Fifteen people showed up at one of the first events. But some in McCain's inner circle felt the tour drew an important contrast with Romney, who was being pounded with allegations he'd shifted his positions to suit his political fortunes. McCain's oft-repeated line hinted at that -- "I'd rather lose a campaign than a war."
Schmidt believed the tour showed McCain "as someone who wasn't a quitter, someone who was tough, who was going to hang in there and fight for what he believed in. . . . It gave him oxygen in the race," Schmidt said.
As McCain worked toward what would become 101 town halls before the New Hampshire primary, his poll numbers tilted slightly upward.
Telling the right story
With money still tight, Schmidt and McCain argued that they needed to follow up the tour with television ads in October -- reintroducing the candidate as a veteran, prisoner of war in North Vietnam and principled maverick. McKinnon, who had bonded with McCain in 2004 when the senator campaigned for Bush, resisted.

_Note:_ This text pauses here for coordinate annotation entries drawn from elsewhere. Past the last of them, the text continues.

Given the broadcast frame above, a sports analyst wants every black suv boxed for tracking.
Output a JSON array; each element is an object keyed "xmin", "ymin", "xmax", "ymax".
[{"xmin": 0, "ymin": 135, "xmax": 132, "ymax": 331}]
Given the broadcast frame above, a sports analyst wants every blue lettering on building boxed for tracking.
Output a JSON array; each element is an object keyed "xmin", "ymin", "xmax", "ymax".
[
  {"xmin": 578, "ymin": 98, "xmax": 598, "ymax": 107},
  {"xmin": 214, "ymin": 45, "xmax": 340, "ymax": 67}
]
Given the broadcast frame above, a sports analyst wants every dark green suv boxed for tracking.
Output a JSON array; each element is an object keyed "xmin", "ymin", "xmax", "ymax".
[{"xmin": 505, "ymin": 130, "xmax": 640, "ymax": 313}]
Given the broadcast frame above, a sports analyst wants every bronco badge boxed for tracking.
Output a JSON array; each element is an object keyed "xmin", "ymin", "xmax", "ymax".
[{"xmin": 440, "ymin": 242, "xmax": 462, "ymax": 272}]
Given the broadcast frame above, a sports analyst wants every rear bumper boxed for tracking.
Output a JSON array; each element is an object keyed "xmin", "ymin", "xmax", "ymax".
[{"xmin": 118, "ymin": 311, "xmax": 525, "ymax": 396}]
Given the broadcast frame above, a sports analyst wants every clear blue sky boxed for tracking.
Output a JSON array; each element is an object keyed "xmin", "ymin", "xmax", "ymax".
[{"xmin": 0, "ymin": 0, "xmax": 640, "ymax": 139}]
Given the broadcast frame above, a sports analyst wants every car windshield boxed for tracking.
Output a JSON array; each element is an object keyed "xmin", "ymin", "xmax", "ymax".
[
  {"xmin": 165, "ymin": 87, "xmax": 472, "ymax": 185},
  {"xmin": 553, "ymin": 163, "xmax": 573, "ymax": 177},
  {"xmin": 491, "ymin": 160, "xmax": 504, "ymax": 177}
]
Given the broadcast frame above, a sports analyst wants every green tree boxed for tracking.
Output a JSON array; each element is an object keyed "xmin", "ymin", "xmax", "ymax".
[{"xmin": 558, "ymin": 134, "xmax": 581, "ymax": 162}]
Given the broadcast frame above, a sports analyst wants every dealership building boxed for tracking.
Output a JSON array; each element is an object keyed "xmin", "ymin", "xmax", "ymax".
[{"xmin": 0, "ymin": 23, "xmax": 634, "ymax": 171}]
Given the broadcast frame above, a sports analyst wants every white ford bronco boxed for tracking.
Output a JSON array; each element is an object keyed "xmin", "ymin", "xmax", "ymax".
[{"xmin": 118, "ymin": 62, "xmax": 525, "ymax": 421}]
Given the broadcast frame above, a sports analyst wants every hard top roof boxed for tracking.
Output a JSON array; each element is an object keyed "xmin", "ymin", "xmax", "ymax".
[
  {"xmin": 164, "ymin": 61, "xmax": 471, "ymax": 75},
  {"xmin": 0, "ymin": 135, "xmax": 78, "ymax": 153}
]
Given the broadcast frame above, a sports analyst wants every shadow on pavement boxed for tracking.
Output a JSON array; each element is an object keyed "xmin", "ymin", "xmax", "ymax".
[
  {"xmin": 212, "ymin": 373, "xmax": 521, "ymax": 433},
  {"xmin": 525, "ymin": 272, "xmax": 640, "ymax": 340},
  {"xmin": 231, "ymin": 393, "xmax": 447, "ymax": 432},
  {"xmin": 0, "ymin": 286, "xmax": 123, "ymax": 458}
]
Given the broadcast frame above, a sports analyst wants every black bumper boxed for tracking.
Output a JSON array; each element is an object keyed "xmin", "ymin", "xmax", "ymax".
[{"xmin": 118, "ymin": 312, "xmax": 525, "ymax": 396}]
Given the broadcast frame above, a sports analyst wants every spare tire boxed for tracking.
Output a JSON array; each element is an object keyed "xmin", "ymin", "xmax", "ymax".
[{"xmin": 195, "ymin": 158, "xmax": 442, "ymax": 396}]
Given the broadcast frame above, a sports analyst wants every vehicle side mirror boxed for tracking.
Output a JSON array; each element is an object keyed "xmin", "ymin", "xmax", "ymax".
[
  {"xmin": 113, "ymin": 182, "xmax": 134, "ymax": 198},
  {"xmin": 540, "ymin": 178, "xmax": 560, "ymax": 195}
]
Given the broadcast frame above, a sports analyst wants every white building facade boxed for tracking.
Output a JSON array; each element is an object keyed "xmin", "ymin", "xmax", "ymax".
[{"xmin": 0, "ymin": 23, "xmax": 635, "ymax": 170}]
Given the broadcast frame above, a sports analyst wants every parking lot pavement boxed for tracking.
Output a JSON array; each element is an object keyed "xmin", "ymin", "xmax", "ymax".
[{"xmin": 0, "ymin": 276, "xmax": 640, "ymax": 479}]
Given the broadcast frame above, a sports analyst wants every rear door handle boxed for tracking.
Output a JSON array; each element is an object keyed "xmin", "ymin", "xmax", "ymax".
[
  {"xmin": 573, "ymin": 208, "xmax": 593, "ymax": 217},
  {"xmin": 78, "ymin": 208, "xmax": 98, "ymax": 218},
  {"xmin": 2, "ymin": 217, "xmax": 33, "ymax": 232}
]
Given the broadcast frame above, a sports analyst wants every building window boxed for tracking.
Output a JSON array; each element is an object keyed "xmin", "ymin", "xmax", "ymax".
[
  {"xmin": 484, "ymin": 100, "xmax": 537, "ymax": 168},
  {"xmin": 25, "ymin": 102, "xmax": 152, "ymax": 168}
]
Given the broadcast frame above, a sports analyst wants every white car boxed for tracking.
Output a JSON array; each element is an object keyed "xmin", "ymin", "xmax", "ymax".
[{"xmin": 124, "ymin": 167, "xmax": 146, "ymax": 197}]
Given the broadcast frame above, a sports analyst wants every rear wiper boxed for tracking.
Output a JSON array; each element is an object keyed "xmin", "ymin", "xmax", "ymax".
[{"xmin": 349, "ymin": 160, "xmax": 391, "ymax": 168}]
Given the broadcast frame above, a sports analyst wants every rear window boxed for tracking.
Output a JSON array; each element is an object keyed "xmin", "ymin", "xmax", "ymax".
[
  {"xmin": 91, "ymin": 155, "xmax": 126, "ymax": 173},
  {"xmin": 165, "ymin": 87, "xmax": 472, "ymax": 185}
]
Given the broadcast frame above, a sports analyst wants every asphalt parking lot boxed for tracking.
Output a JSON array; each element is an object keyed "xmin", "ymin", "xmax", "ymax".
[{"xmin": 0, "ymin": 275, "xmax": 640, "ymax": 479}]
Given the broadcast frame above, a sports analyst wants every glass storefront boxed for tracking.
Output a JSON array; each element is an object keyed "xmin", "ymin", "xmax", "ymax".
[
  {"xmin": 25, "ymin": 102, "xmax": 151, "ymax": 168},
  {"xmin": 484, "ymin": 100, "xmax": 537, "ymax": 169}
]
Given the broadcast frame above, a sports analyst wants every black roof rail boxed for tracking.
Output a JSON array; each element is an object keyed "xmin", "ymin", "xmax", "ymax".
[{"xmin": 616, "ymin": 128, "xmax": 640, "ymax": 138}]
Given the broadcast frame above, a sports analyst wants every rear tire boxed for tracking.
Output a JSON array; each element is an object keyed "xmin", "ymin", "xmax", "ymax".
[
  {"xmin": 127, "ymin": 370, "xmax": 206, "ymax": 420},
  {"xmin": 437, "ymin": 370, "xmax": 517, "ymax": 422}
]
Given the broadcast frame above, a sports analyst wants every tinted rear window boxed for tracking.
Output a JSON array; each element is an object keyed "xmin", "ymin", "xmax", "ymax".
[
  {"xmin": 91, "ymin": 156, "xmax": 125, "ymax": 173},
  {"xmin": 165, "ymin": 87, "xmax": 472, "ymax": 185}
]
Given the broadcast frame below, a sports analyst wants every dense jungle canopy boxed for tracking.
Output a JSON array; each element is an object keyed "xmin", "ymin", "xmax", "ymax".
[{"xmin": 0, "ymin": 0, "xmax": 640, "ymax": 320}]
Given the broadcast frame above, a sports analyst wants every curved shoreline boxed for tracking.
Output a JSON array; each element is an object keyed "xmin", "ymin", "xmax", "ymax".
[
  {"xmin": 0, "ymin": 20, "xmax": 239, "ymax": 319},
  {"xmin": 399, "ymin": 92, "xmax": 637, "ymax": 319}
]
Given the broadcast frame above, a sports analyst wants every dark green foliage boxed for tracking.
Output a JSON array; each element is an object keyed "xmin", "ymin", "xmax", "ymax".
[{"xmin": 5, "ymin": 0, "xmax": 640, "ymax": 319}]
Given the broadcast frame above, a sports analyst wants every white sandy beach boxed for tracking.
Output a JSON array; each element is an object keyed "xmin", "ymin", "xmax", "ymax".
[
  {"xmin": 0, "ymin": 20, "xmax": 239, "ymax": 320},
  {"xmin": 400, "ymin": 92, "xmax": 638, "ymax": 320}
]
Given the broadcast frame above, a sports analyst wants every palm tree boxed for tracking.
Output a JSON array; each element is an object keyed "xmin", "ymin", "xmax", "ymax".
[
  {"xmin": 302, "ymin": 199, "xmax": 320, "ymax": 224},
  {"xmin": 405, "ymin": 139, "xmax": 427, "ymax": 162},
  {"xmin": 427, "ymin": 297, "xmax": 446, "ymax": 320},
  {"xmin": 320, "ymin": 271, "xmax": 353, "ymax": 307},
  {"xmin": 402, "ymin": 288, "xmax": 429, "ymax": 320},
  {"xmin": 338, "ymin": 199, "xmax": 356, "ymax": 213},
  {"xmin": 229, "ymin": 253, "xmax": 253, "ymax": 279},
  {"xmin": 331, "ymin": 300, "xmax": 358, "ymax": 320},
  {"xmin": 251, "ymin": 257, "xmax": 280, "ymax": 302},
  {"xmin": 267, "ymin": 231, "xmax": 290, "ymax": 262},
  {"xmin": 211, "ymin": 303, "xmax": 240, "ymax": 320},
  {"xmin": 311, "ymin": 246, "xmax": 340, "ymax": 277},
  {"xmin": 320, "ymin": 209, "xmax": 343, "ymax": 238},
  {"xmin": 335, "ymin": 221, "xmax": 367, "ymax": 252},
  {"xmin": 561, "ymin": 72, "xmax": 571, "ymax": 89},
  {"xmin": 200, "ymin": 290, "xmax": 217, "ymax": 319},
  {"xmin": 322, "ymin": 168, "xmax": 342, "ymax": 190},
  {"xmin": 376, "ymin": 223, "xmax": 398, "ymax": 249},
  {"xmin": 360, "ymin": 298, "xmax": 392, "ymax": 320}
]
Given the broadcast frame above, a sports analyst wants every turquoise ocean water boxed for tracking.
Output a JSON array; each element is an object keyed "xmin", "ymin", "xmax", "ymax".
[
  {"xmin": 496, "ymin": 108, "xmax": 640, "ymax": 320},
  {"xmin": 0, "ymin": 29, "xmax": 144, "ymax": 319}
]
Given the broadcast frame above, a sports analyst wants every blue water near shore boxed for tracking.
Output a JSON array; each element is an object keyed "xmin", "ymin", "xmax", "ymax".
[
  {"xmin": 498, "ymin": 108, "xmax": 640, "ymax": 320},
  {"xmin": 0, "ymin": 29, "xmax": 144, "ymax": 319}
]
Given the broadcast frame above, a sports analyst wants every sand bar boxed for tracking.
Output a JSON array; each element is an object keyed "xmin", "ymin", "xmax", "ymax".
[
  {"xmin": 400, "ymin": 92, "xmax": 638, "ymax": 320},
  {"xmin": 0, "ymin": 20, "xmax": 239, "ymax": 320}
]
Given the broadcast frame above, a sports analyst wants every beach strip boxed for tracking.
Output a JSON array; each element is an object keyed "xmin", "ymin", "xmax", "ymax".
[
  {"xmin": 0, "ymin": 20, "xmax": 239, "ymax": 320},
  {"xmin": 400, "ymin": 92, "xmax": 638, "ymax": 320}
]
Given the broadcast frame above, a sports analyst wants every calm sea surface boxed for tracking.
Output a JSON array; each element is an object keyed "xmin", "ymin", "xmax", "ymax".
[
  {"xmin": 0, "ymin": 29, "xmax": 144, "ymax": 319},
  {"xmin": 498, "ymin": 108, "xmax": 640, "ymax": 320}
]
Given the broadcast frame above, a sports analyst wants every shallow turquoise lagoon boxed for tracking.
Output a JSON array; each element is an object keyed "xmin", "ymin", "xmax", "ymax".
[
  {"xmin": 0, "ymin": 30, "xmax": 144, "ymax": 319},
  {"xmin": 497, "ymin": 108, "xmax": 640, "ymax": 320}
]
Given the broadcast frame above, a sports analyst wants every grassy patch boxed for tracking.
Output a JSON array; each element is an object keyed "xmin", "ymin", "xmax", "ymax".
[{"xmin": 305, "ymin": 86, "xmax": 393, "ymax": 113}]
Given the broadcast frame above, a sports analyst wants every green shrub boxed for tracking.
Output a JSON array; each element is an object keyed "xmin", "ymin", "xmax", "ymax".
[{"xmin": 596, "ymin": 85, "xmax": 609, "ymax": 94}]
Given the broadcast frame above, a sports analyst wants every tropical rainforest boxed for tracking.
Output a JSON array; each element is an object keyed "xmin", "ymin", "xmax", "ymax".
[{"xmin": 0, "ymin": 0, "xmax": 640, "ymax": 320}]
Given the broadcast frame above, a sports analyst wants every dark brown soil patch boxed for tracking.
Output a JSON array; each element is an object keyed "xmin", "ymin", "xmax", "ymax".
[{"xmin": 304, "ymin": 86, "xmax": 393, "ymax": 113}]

"We were just operating on pennies," McKinnon said. He worried that if they aired ads so early, "we could wake up in a couple weeks and be flat broke -- and have no choice but to get out of the race." But he gave in, agreeing to "roll the dice."
McKinnon had seen the black-and-white footage of McCain as a prisoner of war with broken limbs, lying in a hospital bed, smoking a cigarette. "I knew immediately it was some of the most powerful footage I'd ever seen in my life as an advertising guy."
But McCain thought it made him look vulnerable and didn't want to use it. McKinnon drafted Salter to "go into the propellers to say, 'Senator, we've got to do this.' . . . Salter is always our hole card when we want to get something done," McKinnon said. It worked.
McKinnon put together a small, mostly unpaid group he called Foxhole Productions and drafted Salter as a copy writer. They traded scripts over e-mail and wrote one during a late evening at a Florida hotel bar after a debate. McKinnon and his team cut the 11-minute version of McCain's biographical film for $5,000. (McKinnon's equivalent bio film for Bush cost $100,000.)
Voters frequently told McCain that they were most moved by a spot McKinnon's team made about a compassionate North Vietnamese guard who tended to McCain as a prisoner of war. As McCain tells the story, the man silently reached out to him one Christmas by drawing a cross in the dirt outside McCain's cell.